New apples will be named on Thursday
Growers expect a premium price from new varieties
By Tom Rivers, editor Posted 31 July 2013
ALBION – For about a decade, Roger Lamont has referred to them as NY 1’s and NY 2’s. But on Thursday, he will bury those names forever.
Two new varieties that Lamont has helped nurture from near infancy will be named. Each will have its own logo. Cornell University will make the announcement with a group of growers led by Lamont, who has been farming in Albion for a half century.
The announcement will be made in Geneva at the Agriculture Experiment Station. Lamont said the varieties are important to the future of the state’s $300 million apple industry. Orleans County is the state’s second-leading apple producer behind Wayne County.
New York is the second-ranked apple state in the country, trailing Washington, which is by far the dominant apple producer. Washington grows about 130 million bushels of apples a year, compared to 30 million in NY.
Washington’s output has NY growers looking for an edge in the marketplace.
“We worry about being competitive with Washington because they grow five times what we do,” Lamont said. “These new varieties will be unique to New York.”
Lamont has served as chairman of New York Apple Growers LLC, an organization with about 140 members. They all paid for trees of the new varieties, and NYAG has developed a growing and marketing plan to ensure the new apples hit the marketplace in a coordinated way to ensure enough supply for consumers while growers can still make a good profit.
The new varieties are grown on 930 acres in apple-growing regions throughout the state. When the first mature crop hits the market in 2015 there will be about 930,000 bushels of the two varieties combined.
The trees are still young and aren’t yet producing a full crop. But there will be enough to introduce the varieties to the public through farm markets this year.

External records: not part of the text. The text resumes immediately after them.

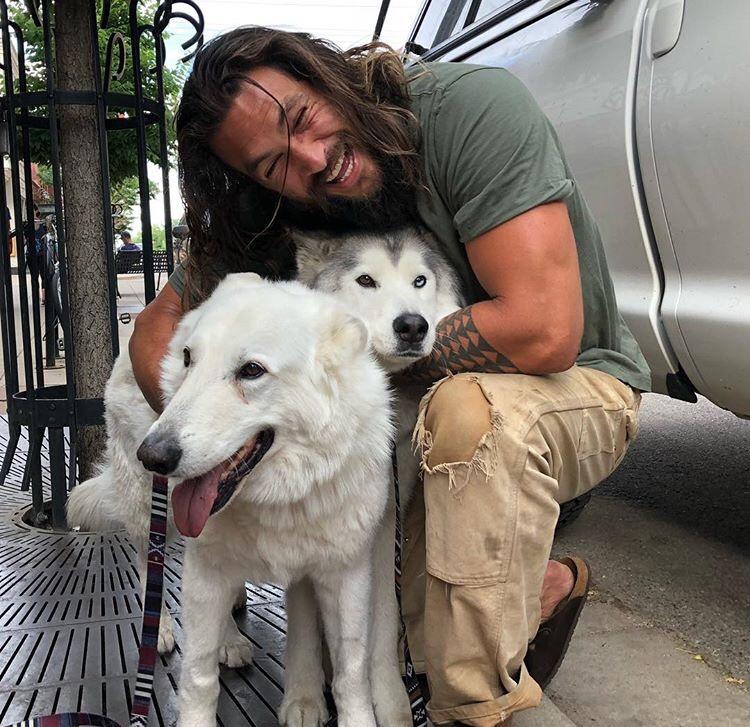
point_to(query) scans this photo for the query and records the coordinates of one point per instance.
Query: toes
(165, 643)
(303, 712)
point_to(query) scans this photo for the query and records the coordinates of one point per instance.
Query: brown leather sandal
(547, 651)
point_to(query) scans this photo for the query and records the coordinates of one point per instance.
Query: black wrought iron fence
(46, 411)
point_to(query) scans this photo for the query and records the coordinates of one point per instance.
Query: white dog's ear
(313, 251)
(344, 337)
(238, 281)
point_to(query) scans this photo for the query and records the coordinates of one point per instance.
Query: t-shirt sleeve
(494, 152)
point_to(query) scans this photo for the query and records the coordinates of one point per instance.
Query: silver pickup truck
(651, 99)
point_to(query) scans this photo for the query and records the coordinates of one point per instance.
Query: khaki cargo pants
(500, 452)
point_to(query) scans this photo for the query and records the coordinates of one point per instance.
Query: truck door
(694, 143)
(579, 59)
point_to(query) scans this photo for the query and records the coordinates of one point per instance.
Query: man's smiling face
(322, 161)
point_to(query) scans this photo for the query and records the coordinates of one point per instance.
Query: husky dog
(400, 286)
(277, 429)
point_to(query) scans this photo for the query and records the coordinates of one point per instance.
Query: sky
(345, 22)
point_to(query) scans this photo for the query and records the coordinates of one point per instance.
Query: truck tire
(569, 511)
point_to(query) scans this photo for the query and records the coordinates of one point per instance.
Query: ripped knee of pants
(456, 430)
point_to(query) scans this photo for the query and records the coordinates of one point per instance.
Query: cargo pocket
(468, 529)
(605, 437)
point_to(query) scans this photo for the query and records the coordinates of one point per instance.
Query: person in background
(37, 251)
(127, 243)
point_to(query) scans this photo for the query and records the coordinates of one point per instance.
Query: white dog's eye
(366, 281)
(251, 370)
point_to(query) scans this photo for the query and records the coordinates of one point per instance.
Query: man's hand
(533, 322)
(154, 327)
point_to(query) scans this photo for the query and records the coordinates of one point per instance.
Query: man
(543, 376)
(127, 243)
(37, 251)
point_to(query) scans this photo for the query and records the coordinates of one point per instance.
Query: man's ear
(343, 338)
(313, 252)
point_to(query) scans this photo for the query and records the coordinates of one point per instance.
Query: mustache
(317, 190)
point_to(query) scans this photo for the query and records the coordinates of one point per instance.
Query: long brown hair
(227, 210)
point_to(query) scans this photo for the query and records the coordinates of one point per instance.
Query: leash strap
(418, 711)
(147, 653)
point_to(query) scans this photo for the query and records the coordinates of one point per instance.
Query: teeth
(337, 167)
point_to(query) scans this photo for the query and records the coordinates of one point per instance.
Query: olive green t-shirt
(491, 154)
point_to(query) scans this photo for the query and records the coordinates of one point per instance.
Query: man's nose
(309, 155)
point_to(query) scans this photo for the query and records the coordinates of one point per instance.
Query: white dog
(277, 427)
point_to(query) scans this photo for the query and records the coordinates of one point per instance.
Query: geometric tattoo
(459, 347)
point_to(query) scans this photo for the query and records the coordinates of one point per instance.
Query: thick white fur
(393, 261)
(306, 517)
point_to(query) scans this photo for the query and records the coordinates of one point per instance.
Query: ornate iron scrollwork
(48, 411)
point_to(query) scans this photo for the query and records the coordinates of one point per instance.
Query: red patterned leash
(413, 689)
(147, 653)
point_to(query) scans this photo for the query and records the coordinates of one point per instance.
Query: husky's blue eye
(251, 370)
(366, 281)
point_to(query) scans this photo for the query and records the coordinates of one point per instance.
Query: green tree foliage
(122, 144)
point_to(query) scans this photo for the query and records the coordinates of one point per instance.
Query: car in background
(651, 99)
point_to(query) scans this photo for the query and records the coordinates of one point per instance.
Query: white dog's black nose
(411, 327)
(159, 454)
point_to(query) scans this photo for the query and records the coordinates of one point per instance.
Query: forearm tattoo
(460, 347)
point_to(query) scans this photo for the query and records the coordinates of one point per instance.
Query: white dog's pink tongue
(192, 501)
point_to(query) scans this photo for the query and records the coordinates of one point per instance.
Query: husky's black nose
(411, 327)
(159, 454)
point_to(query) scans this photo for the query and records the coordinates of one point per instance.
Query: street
(665, 638)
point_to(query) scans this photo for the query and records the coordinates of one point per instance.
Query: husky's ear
(313, 252)
(344, 337)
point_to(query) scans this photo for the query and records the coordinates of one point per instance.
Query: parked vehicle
(651, 101)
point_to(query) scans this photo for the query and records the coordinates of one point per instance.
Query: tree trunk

The New York Apple Growers are working with Cornell’s apple breeding company to make the new varieties exclusive to NY growers. Cornell will receive royalties from tree and fruit sales, and those funds will support the breeding program, helping to fund a pipeline of more new varieties in the future.
These will be the first “managed varieties” in NY. Cornell used to develop apples, and they were introduced in a haphazard manner. Growers didn’t work together on planning acreage or developing a marketing initiative for the varieties. That often meant new varieties were slow to catch on with the public. If a new apple proved to be a star, growers might then overproduce the variety, driving down the price.
The new varieties offer the prospect of a premium price. Lamont said growers have been looking for successors to the very popular Honeycrisp variety, which continues to command a high price despite a huge increase in production.
Consumers typically pay $50 to $60 a bushel for Honeycrisp, a very profitable price for growers. Many other varieties barely break even. The two new varieties will be priced at Honeycrisp levels.
Lamont believes both new varieties will be popular with consumers for the taste, and they will also be easier to grow than the finicky Honeycrisp.
Lamont has nurtured two apple varieties for about a decade, giving up land in his orchard to test how well they grow.
Both new apples will be red, although NY 1 will be a bi-color apple and not as red as NY 2.
New York 1 is a cross between Honeycrisp and NY 752. The new spicy-sweet flavored apple has Honeycrisp’s juiciness and firmness, but doesn’t have that apple’s production problems. Honeycrisp can be vulnerable to seasonal pathogens that cause defects and the apple is tricky to store over winter.
New York 2 was developed by crossing Braeburn with Autumn Crisp. It has a sweet and tart flavor.
“It will be a shiny red apple,” Lamont said. “I call it a ruby red.”
He expects they will be a hit with consumers.
“We’re rolling them out as fast as possible,” he said. “If the marketplace demands it, we can always plant more.”